Il reste que, au delà de ses limites, le mou­ve­ment issu de la confé­rence de Cochabamba apporte de nom­breux éclai­rages nova­teurs sur la trans­for­ma­tion des rap­ports entre la société et les res­sources de la pla­nète, les­quels se tra­duisent dans des pro­po­si­tions elles aussi nova­trices de réno­va­tion des rap­ports Nord-Sud. Il est pro­bable que ces avan­cées seront suivis de nom­breuses autres, ce qui nous fera pro­gres­ser vers la construc­tion d’un monde plus harmonieux.

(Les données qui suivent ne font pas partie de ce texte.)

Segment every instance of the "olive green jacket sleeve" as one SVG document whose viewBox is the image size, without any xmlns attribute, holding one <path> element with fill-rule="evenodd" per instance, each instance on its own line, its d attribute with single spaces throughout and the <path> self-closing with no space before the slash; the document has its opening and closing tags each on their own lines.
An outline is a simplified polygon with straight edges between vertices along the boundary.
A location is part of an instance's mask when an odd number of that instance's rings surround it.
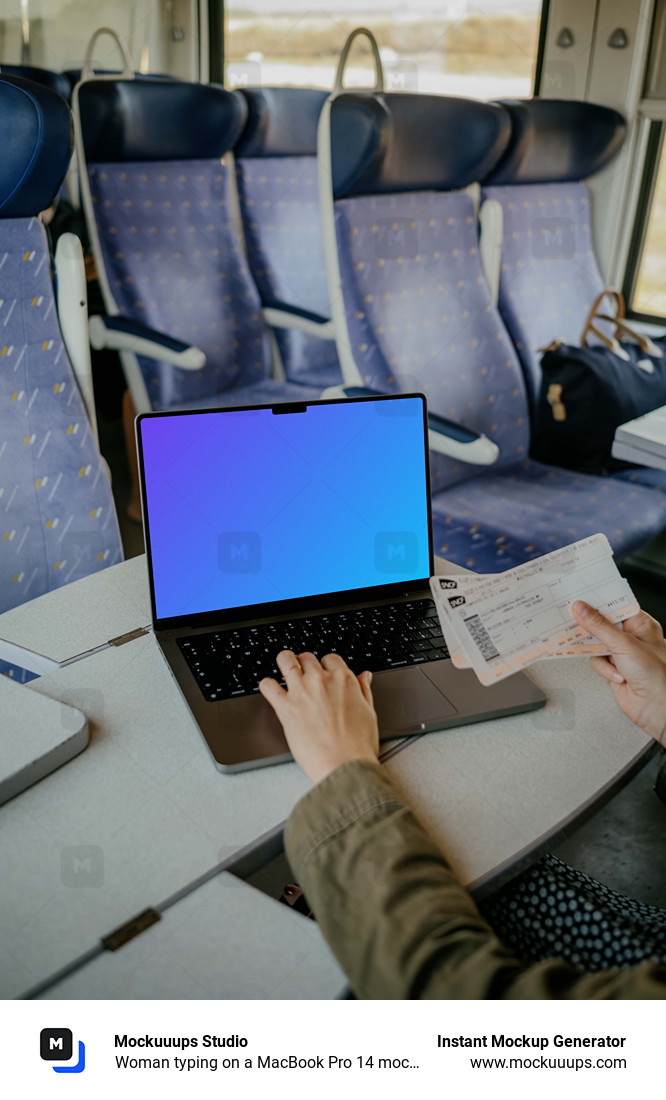
<svg viewBox="0 0 666 1100">
<path fill-rule="evenodd" d="M 364 998 L 661 998 L 666 967 L 581 974 L 521 964 L 379 764 L 341 765 L 298 803 L 285 844 L 333 953 Z"/>
</svg>

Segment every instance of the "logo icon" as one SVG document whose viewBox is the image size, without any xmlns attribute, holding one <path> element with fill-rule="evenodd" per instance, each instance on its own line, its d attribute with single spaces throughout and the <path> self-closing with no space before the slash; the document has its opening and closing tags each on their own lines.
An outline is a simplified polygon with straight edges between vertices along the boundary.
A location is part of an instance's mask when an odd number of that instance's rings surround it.
<svg viewBox="0 0 666 1100">
<path fill-rule="evenodd" d="M 413 531 L 379 531 L 375 535 L 378 573 L 414 573 L 418 560 L 419 544 Z"/>
<path fill-rule="evenodd" d="M 74 1038 L 68 1027 L 44 1027 L 39 1033 L 39 1053 L 45 1062 L 69 1062 Z M 79 1060 L 74 1066 L 51 1066 L 54 1073 L 83 1073 L 86 1048 L 79 1039 Z"/>
<path fill-rule="evenodd" d="M 222 573 L 259 573 L 261 536 L 258 531 L 223 531 L 217 540 L 217 565 Z"/>
</svg>

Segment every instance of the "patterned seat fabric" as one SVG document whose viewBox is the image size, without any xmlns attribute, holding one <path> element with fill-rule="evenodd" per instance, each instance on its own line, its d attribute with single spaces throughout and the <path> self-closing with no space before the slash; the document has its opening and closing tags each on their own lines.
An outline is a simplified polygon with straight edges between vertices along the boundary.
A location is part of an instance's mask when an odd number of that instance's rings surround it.
<svg viewBox="0 0 666 1100">
<path fill-rule="evenodd" d="M 580 344 L 590 306 L 604 289 L 592 241 L 584 183 L 486 187 L 502 205 L 499 309 L 525 374 L 530 407 L 541 389 L 542 349 Z M 664 492 L 666 474 L 644 466 L 614 477 Z"/>
<path fill-rule="evenodd" d="M 614 478 L 529 459 L 493 469 L 432 501 L 435 554 L 477 573 L 510 569 L 598 531 L 626 557 L 666 522 L 662 498 L 638 484 L 620 488 Z"/>
<path fill-rule="evenodd" d="M 532 405 L 541 388 L 541 349 L 579 344 L 590 306 L 604 289 L 584 183 L 486 187 L 502 206 L 499 309 L 525 372 Z"/>
<path fill-rule="evenodd" d="M 241 158 L 236 177 L 248 260 L 262 301 L 329 317 L 316 157 Z M 339 385 L 335 341 L 295 329 L 276 329 L 275 336 L 290 381 Z"/>
<path fill-rule="evenodd" d="M 382 97 L 382 119 L 390 118 L 394 97 L 397 93 Z M 418 101 L 435 97 L 410 99 L 418 114 Z M 463 101 L 448 102 L 453 112 L 462 109 Z M 362 100 L 359 107 L 362 146 L 371 143 L 367 103 Z M 484 432 L 500 449 L 489 469 L 431 453 L 435 552 L 476 571 L 495 572 L 596 531 L 608 535 L 620 556 L 646 542 L 666 524 L 666 500 L 659 495 L 528 460 L 525 382 L 485 282 L 471 197 L 443 188 L 410 191 L 405 185 L 404 193 L 395 193 L 399 187 L 392 181 L 387 185 L 387 175 L 402 170 L 396 168 L 395 151 L 405 122 L 400 112 L 406 115 L 408 105 L 398 103 L 396 117 L 386 123 L 394 159 L 371 160 L 363 151 L 359 161 L 371 163 L 375 175 L 361 176 L 355 184 L 354 151 L 349 151 L 355 98 L 334 100 L 332 121 L 340 104 L 345 179 L 352 182 L 339 187 L 343 194 L 335 202 L 335 229 L 344 336 L 363 383 L 384 392 L 420 390 L 432 412 Z M 475 110 L 486 108 L 479 104 Z M 442 126 L 448 109 L 444 97 L 425 108 L 442 112 Z M 469 156 L 472 133 L 467 126 Z M 382 148 L 381 140 L 373 148 Z M 334 186 L 335 149 L 333 141 Z M 419 161 L 421 150 L 411 131 L 409 149 L 420 178 L 427 176 L 431 166 Z M 473 178 L 463 176 L 462 183 Z M 391 193 L 383 193 L 389 186 Z M 344 197 L 354 187 L 361 193 Z M 363 194 L 364 189 L 374 193 Z"/>
<path fill-rule="evenodd" d="M 46 234 L 29 213 L 49 205 L 64 175 L 68 108 L 2 77 L 3 148 L 10 131 L 23 140 L 17 163 L 7 157 L 0 169 L 0 612 L 122 560 L 107 468 L 60 334 Z"/>
<path fill-rule="evenodd" d="M 219 160 L 88 166 L 107 278 L 119 311 L 206 353 L 200 371 L 141 358 L 153 408 L 265 378 L 261 303 L 229 217 Z"/>
<path fill-rule="evenodd" d="M 470 196 L 342 199 L 335 223 L 349 340 L 364 384 L 425 393 L 431 412 L 490 436 L 499 467 L 525 458 L 524 384 L 483 276 Z M 437 494 L 478 468 L 433 454 L 431 473 Z"/>
<path fill-rule="evenodd" d="M 590 307 L 604 289 L 590 195 L 581 181 L 615 156 L 624 121 L 616 111 L 575 100 L 509 100 L 504 106 L 512 140 L 482 198 L 502 207 L 499 308 L 534 410 L 541 349 L 555 339 L 579 344 Z M 663 475 L 645 467 L 614 476 L 663 491 Z"/>
<path fill-rule="evenodd" d="M 86 80 L 74 93 L 107 308 L 199 347 L 201 370 L 139 357 L 152 408 L 223 405 L 271 368 L 224 154 L 244 100 L 176 80 Z M 84 200 L 86 188 L 84 185 Z M 301 396 L 283 384 L 276 400 Z"/>
</svg>

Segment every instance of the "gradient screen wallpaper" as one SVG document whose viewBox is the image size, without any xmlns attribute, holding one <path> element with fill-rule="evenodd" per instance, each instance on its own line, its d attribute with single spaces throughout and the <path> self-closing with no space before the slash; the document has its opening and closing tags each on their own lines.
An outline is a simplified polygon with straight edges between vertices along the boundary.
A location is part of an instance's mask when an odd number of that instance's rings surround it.
<svg viewBox="0 0 666 1100">
<path fill-rule="evenodd" d="M 139 430 L 158 619 L 429 576 L 420 397 Z"/>
</svg>

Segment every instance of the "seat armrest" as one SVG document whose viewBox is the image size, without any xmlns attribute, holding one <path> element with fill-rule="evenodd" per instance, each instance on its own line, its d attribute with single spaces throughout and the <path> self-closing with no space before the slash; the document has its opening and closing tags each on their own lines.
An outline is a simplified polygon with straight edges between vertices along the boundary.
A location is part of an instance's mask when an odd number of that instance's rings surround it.
<svg viewBox="0 0 666 1100">
<path fill-rule="evenodd" d="M 91 317 L 89 331 L 91 346 L 97 351 L 104 348 L 131 351 L 135 355 L 172 363 L 181 370 L 201 370 L 206 363 L 206 356 L 200 348 L 148 328 L 129 317 Z"/>
<path fill-rule="evenodd" d="M 266 324 L 271 328 L 297 329 L 320 340 L 335 340 L 331 319 L 310 309 L 301 309 L 300 306 L 292 306 L 276 299 L 264 302 L 263 314 Z"/>
<path fill-rule="evenodd" d="M 464 428 L 455 420 L 428 413 L 430 450 L 474 466 L 492 466 L 499 458 L 499 447 L 482 432 Z"/>
</svg>

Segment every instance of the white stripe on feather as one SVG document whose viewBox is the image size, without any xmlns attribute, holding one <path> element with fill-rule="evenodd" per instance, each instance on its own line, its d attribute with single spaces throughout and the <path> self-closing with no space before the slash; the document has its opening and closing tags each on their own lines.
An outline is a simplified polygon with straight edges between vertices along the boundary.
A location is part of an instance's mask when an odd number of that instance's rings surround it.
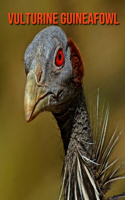
<svg viewBox="0 0 125 200">
<path fill-rule="evenodd" d="M 90 183 L 92 184 L 92 186 L 93 186 L 93 188 L 94 188 L 94 190 L 95 190 L 95 195 L 96 195 L 96 197 L 97 197 L 97 199 L 99 200 L 99 192 L 98 192 L 98 190 L 97 190 L 97 188 L 96 188 L 96 185 L 95 185 L 95 182 L 94 182 L 94 180 L 92 179 L 92 177 L 91 177 L 91 174 L 89 173 L 89 170 L 87 169 L 87 167 L 84 165 L 84 168 L 85 168 L 85 171 L 86 171 L 86 173 L 87 173 L 87 175 L 88 175 L 88 178 L 89 178 L 89 180 L 90 180 Z"/>
<path fill-rule="evenodd" d="M 67 165 L 65 166 L 63 180 L 62 180 L 62 184 L 61 184 L 61 191 L 60 191 L 60 195 L 59 195 L 59 199 L 58 200 L 61 200 L 61 197 L 62 197 L 62 192 L 63 192 L 63 188 L 64 188 L 64 182 L 65 182 L 65 176 L 66 176 L 66 170 L 67 170 Z"/>
<path fill-rule="evenodd" d="M 79 186 L 79 191 L 80 191 L 81 199 L 83 200 L 83 194 L 82 194 L 82 191 L 81 191 L 81 181 L 80 181 L 80 177 L 79 177 L 78 168 L 77 168 L 77 181 L 78 181 L 78 186 Z"/>
<path fill-rule="evenodd" d="M 120 131 L 119 135 L 117 136 L 117 138 L 115 139 L 115 141 L 114 141 L 113 144 L 111 145 L 110 150 L 108 151 L 108 154 L 106 155 L 105 160 L 104 160 L 104 162 L 103 162 L 103 168 L 105 168 L 105 167 L 107 166 L 107 164 L 108 164 L 108 157 L 110 156 L 110 153 L 112 152 L 112 150 L 113 150 L 113 148 L 114 148 L 116 142 L 118 141 L 118 139 L 119 139 L 121 133 L 122 133 L 122 131 Z"/>
<path fill-rule="evenodd" d="M 85 157 L 84 155 L 81 154 L 81 152 L 79 151 L 79 149 L 77 148 L 81 158 L 86 162 L 86 163 L 92 163 L 92 164 L 95 164 L 95 165 L 100 165 L 96 162 L 94 162 L 93 160 L 90 160 L 89 158 Z"/>
<path fill-rule="evenodd" d="M 78 198 L 77 198 L 77 189 L 76 189 L 76 183 L 75 183 L 75 200 L 78 200 Z"/>
<path fill-rule="evenodd" d="M 105 150 L 104 150 L 104 153 L 103 153 L 103 155 L 102 155 L 102 159 L 104 158 L 105 154 L 107 153 L 107 151 L 108 151 L 108 149 L 109 149 L 109 147 L 110 147 L 110 144 L 112 143 L 113 138 L 115 137 L 115 134 L 116 134 L 116 131 L 117 131 L 117 129 L 118 129 L 118 126 L 119 126 L 119 124 L 116 126 L 115 131 L 114 131 L 114 133 L 113 133 L 111 139 L 109 140 L 108 145 L 106 146 L 106 148 L 105 148 Z"/>
<path fill-rule="evenodd" d="M 112 174 L 110 175 L 110 177 L 109 178 L 112 178 L 114 175 L 116 175 L 116 173 L 118 172 L 118 170 L 122 167 L 122 165 L 124 165 L 125 164 L 125 161 L 121 164 L 121 165 L 119 165 L 115 170 L 114 170 L 114 172 L 112 172 Z"/>
<path fill-rule="evenodd" d="M 99 88 L 98 88 L 98 94 L 97 94 L 97 113 L 96 113 L 96 132 L 95 132 L 95 139 L 97 138 L 98 133 L 98 119 L 99 119 Z"/>
<path fill-rule="evenodd" d="M 105 100 L 104 100 L 104 103 L 103 103 L 103 106 L 102 106 L 101 116 L 100 116 L 100 120 L 99 120 L 98 134 L 100 133 L 100 130 L 101 130 L 101 124 L 102 124 L 102 119 L 103 119 L 104 108 L 105 108 Z"/>
<path fill-rule="evenodd" d="M 118 159 L 119 159 L 119 157 L 116 158 L 113 162 L 111 162 L 111 163 L 101 172 L 101 174 L 103 174 L 107 169 L 109 169 L 112 165 L 114 165 L 114 164 L 117 162 Z"/>
<path fill-rule="evenodd" d="M 77 176 L 78 176 L 79 189 L 80 190 L 82 189 L 82 197 L 84 197 L 85 200 L 89 200 L 88 194 L 87 194 L 85 186 L 84 186 L 84 182 L 83 182 L 83 178 L 82 178 L 82 171 L 81 171 L 81 166 L 80 166 L 78 156 L 77 156 L 77 161 L 78 161 Z"/>
<path fill-rule="evenodd" d="M 69 175 L 69 185 L 68 185 L 68 196 L 67 196 L 67 200 L 70 200 L 70 179 L 71 179 L 71 174 Z"/>
<path fill-rule="evenodd" d="M 108 125 L 108 117 L 109 117 L 109 108 L 107 108 L 107 110 L 106 110 L 103 127 L 102 127 L 102 131 L 101 131 L 101 136 L 100 136 L 100 142 L 99 142 L 98 149 L 96 152 L 97 162 L 101 156 L 101 150 L 102 150 L 104 140 L 105 140 L 105 134 L 106 134 L 106 129 L 107 129 L 107 125 Z"/>
<path fill-rule="evenodd" d="M 125 176 L 118 176 L 118 177 L 115 177 L 115 178 L 112 178 L 112 179 L 109 179 L 108 181 L 106 181 L 104 184 L 103 184 L 103 188 L 105 187 L 105 185 L 107 185 L 108 183 L 110 182 L 113 182 L 113 181 L 117 181 L 117 180 L 120 180 L 120 179 L 124 179 Z"/>
</svg>

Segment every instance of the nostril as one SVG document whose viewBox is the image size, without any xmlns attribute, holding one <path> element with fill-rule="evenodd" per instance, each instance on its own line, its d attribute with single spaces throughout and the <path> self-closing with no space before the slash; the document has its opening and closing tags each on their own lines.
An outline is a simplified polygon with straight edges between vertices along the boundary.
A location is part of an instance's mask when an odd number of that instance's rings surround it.
<svg viewBox="0 0 125 200">
<path fill-rule="evenodd" d="M 41 81 L 41 77 L 42 77 L 42 72 L 40 73 L 40 76 L 39 76 L 38 82 Z"/>
<path fill-rule="evenodd" d="M 37 83 L 40 83 L 41 80 L 42 80 L 42 74 L 43 72 L 42 71 L 36 71 L 36 77 L 37 77 Z"/>
</svg>

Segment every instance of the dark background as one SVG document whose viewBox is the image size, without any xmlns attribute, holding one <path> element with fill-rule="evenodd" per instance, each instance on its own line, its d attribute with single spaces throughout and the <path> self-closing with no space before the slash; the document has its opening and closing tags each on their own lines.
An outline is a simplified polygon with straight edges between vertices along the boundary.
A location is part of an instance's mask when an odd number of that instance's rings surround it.
<svg viewBox="0 0 125 200">
<path fill-rule="evenodd" d="M 116 12 L 120 25 L 61 25 L 84 59 L 87 103 L 96 99 L 110 108 L 110 129 L 119 122 L 123 134 L 113 157 L 125 159 L 125 1 L 0 1 L 0 200 L 58 199 L 62 143 L 51 113 L 27 123 L 23 99 L 26 75 L 23 56 L 44 25 L 9 25 L 8 12 Z M 123 170 L 125 172 L 125 168 Z M 110 194 L 125 191 L 117 181 Z"/>
</svg>

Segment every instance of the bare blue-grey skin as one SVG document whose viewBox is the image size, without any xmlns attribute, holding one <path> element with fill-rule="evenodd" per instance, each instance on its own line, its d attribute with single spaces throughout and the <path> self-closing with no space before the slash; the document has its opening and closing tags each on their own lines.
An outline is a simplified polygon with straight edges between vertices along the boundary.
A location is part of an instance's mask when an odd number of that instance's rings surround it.
<svg viewBox="0 0 125 200">
<path fill-rule="evenodd" d="M 60 48 L 64 62 L 57 66 L 55 59 Z M 77 49 L 76 45 L 74 48 Z M 57 120 L 65 150 L 59 200 L 62 194 L 65 200 L 102 200 L 112 182 L 125 178 L 117 175 L 120 167 L 114 170 L 118 159 L 109 164 L 111 152 L 121 132 L 117 136 L 116 128 L 105 145 L 109 116 L 107 109 L 101 119 L 98 119 L 97 113 L 97 121 L 92 127 L 97 137 L 93 141 L 83 87 L 82 84 L 79 87 L 74 84 L 72 55 L 68 39 L 61 28 L 51 26 L 35 36 L 24 55 L 27 75 L 25 117 L 31 121 L 40 112 L 50 111 Z M 81 61 L 77 59 L 78 62 Z M 118 200 L 122 197 L 125 197 L 125 193 L 109 199 Z"/>
<path fill-rule="evenodd" d="M 55 57 L 59 48 L 63 49 L 65 58 L 60 67 L 55 64 Z M 55 26 L 42 30 L 27 47 L 24 55 L 28 80 L 25 93 L 27 121 L 36 117 L 43 110 L 59 112 L 59 107 L 56 108 L 56 106 L 74 94 L 70 57 L 67 37 L 59 27 Z M 28 85 L 33 82 L 36 82 L 36 84 L 30 90 Z M 34 96 L 33 90 L 35 90 Z M 31 105 L 27 102 L 30 102 Z M 34 104 L 36 106 L 31 111 Z"/>
</svg>

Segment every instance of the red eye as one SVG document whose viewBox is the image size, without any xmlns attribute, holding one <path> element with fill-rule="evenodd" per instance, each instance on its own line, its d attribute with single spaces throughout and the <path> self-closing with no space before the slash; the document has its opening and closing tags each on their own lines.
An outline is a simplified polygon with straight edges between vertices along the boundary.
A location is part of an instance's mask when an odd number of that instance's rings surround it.
<svg viewBox="0 0 125 200">
<path fill-rule="evenodd" d="M 55 64 L 56 66 L 60 67 L 63 64 L 63 62 L 64 62 L 63 50 L 59 49 L 56 54 Z"/>
</svg>

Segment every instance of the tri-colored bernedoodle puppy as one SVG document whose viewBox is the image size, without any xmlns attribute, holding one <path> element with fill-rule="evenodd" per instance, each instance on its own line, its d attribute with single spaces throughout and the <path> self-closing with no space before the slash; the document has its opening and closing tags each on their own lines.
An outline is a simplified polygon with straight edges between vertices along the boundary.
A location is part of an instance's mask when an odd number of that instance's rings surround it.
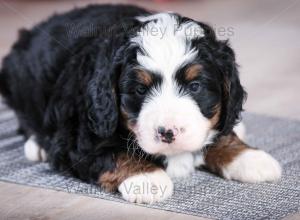
<svg viewBox="0 0 300 220">
<path fill-rule="evenodd" d="M 245 91 L 228 42 L 175 13 L 93 5 L 55 15 L 20 31 L 0 91 L 28 159 L 130 202 L 170 197 L 171 178 L 200 165 L 241 182 L 281 176 L 236 131 Z"/>
</svg>

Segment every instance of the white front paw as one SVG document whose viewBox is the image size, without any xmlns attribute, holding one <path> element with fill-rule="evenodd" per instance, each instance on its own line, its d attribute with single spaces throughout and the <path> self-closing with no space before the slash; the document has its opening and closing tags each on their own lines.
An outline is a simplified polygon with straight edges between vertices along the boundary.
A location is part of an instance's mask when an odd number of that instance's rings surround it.
<svg viewBox="0 0 300 220">
<path fill-rule="evenodd" d="M 222 172 L 226 179 L 257 183 L 278 180 L 281 167 L 270 154 L 249 149 L 238 155 Z"/>
<path fill-rule="evenodd" d="M 118 190 L 129 202 L 151 204 L 170 197 L 173 194 L 173 182 L 165 171 L 156 170 L 125 179 Z"/>
<path fill-rule="evenodd" d="M 34 136 L 31 136 L 24 144 L 24 154 L 30 161 L 47 161 L 46 151 L 38 145 Z"/>
</svg>

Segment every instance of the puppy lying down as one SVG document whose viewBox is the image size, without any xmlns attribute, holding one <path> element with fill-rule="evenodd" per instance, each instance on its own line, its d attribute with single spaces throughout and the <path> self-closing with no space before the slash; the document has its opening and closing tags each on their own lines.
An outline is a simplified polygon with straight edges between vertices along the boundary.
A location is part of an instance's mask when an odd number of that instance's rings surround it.
<svg viewBox="0 0 300 220">
<path fill-rule="evenodd" d="M 171 178 L 199 166 L 250 183 L 281 175 L 243 141 L 245 91 L 228 42 L 175 13 L 93 5 L 55 15 L 20 31 L 0 91 L 29 160 L 130 202 L 170 197 Z"/>
</svg>

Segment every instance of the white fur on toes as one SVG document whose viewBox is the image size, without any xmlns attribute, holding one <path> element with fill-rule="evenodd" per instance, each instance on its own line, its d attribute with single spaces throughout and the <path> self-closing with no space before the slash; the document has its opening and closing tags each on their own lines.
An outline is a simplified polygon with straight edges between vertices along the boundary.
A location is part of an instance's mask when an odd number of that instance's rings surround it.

Ce qui est très inté­res­sant pour nous, c’est le poten­tiel mobi­li­sa­teur des concep­tions met­tant en avant notre dépen­dance à l’égard de la Terre-Mère, la néces­sité de l’harmonie et de l’équilibre et les rap­ports de res­pect qu’ils induisent de la part de citoyens plus conscients de leur inté­gra­tion à un éco­sys­tème global.

C’est comme si le fan­tôme de Bolivar, le rédac­teur de la consti­tu­tion de la Bolivie en 1825, pla­nait sur les ini­tia­tives de la Conférence de Cochabamba et vou­lait donner un coup de fouet à l’union entre l’écologie poli­tique et la lutte pour l’émancipation mon­diale pour laquelle nous nous déme­nons tous.